Our findings are similar to previous studies. Morice and colleagues (7) evaluated lymphatic spread in 276 women with epithelial ovarian carcinoma who underwent systematic pelvic and para-aortic lymphadenectomy. Of the 30 patients with mucinous carcinomas, 4 (11%) had positive lymph nodes. However, of the 20 patients with mucinous tumors apparently confined to the ovary at surgical exploration, none were found to have nodal involvement (7).
A recent study by Cho et al. (9) reviewed the records of 264 patients with apparent early stage ovarian mucinous tumors. Of these, 85 patients had invasive ovarian cancer with 26 (31%) undergoing complete surgical staging and 59 (69%) incomplete surgical staging. Histopathologic results of extraovarian disease led to upstaging in 5 patients (6%) due to positive peritoneal cytology. However, there were no patients upstaged due to occult lymph node or omental metastasis. Similar to our findings, the authors noted no significant differences in recurrence rates, tumor-related death, PFS or OS relative to the completeness of staging.

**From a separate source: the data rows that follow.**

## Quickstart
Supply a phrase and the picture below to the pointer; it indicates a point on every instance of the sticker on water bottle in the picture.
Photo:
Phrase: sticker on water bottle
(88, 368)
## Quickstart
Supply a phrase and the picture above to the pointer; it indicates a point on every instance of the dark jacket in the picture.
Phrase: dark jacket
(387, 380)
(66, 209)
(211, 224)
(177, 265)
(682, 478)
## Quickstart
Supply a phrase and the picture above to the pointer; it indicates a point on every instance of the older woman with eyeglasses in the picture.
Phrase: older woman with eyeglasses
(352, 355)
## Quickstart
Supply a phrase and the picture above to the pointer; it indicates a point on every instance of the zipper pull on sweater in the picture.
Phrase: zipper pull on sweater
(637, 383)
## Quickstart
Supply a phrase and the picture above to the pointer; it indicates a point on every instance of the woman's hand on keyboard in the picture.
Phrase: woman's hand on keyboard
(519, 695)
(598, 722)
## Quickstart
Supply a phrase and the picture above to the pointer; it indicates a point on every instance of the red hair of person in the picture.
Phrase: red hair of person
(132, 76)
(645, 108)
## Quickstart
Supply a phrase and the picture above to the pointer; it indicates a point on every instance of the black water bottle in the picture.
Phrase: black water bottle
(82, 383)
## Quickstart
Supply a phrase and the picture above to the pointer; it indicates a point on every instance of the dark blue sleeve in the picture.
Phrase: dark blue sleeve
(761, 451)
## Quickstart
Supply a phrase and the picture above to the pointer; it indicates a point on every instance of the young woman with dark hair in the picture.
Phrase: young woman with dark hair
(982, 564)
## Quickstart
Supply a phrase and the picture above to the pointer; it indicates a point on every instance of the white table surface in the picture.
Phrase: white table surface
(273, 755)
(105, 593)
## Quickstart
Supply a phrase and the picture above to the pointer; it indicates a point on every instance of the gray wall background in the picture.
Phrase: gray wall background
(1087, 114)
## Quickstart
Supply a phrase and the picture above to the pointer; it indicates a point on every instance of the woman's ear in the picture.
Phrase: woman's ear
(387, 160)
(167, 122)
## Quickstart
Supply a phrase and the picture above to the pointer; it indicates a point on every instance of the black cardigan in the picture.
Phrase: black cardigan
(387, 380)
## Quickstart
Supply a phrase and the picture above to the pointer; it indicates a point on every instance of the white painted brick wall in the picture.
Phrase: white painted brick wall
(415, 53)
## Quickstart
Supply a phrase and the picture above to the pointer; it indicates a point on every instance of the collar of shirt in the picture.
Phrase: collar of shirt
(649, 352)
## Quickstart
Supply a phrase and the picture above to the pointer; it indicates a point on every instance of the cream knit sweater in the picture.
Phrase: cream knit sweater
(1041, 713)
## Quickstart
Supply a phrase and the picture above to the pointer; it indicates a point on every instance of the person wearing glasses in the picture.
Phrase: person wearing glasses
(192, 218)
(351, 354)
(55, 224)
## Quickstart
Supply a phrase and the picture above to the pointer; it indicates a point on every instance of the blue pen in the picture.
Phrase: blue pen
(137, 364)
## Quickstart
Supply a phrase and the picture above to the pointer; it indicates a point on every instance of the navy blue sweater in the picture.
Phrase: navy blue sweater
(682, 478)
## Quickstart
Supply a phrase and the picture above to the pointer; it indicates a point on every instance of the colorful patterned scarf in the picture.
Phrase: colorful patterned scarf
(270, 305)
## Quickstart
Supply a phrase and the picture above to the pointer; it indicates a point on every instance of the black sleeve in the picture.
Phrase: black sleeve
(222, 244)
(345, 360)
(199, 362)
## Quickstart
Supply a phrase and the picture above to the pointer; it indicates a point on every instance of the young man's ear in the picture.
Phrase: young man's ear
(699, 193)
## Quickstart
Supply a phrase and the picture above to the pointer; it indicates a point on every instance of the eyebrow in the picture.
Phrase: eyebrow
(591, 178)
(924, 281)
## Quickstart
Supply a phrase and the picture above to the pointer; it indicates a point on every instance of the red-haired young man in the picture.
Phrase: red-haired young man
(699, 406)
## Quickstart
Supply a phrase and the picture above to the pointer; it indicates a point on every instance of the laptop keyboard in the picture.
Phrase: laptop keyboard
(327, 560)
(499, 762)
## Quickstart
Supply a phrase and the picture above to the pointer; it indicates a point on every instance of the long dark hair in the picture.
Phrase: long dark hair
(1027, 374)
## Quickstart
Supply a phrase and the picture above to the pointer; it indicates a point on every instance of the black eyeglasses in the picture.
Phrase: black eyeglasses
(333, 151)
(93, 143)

They concluded that complete surgical staging in patients with apparent stage I mucinous epithelial ovarian tumors would identify few patients requiring adjuvant therapy and could probably be omitted (9).

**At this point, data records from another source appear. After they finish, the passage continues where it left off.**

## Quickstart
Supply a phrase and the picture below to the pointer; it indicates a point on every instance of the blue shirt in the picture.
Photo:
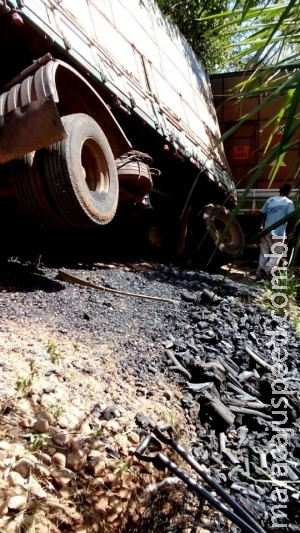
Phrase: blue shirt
(274, 209)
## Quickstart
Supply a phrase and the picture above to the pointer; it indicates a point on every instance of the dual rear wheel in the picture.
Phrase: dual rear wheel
(72, 183)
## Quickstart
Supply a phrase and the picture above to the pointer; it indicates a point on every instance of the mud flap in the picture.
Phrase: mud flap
(29, 128)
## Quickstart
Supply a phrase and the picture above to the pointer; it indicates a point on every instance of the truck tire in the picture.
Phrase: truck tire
(207, 229)
(32, 193)
(81, 173)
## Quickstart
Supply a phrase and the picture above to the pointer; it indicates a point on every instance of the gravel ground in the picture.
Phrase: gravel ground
(82, 369)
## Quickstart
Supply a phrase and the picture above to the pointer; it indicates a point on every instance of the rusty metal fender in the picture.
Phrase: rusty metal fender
(31, 108)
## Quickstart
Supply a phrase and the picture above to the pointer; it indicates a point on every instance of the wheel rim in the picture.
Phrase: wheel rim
(95, 168)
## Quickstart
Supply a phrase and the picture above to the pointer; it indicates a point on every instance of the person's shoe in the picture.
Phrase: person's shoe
(263, 273)
(257, 277)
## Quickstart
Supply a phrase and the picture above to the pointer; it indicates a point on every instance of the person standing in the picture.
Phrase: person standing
(272, 245)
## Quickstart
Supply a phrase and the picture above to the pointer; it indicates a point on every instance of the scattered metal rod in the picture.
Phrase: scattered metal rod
(245, 411)
(240, 391)
(240, 517)
(258, 359)
(177, 365)
(246, 403)
(67, 276)
(228, 367)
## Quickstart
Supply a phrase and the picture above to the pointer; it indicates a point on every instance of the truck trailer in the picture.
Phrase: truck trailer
(106, 112)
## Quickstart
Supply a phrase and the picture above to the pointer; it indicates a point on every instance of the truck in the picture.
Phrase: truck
(247, 144)
(106, 115)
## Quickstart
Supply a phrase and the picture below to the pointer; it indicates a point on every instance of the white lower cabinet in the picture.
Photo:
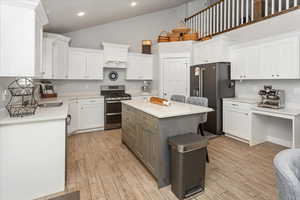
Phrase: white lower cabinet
(91, 114)
(74, 114)
(236, 120)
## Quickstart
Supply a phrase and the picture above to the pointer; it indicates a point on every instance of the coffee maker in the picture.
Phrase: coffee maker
(271, 98)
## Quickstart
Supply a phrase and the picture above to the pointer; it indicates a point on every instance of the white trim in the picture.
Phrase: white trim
(279, 141)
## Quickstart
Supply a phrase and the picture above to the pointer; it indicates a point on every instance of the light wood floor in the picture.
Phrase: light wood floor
(104, 169)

In summary, we found that none of the patients in our study with apparent early stage mucinous ovarian cancer had lymph node metastasis. This is consistent with previous reports that also found no cases of isolated lymph node metastasis in primary mucinous ovarian cancer. Our study is limited by retrospective data collection, a long study period, small sample size and possible referral bias. In addition, there were varying surgical and chemotherapy treatment types used based on clinician preference. It also remains unclear if the lack of significant differences in recurrence rates and survival between patients undergoing lymphadenectomy compared with those that did not are due to our small sample size. Despite these limitations, our results suggest that routine lymphadenectomy may be omitted in women with clinically apparent early stage primary mucinous carcinoma of the ovary. In addition, our findings provide hypothesis-generating information to help in the design of future studies for this group of patients. Given the distinct clinical and pathologic characteristics of mucinous carcinomas, these tumors should be considered separately from other epithelial ovarian cancers. Prospective, multi-institutional clinical trials, focused specifically on mucinous ovarian carcinoma are needed to make meaningful advances in the treatment of this disease.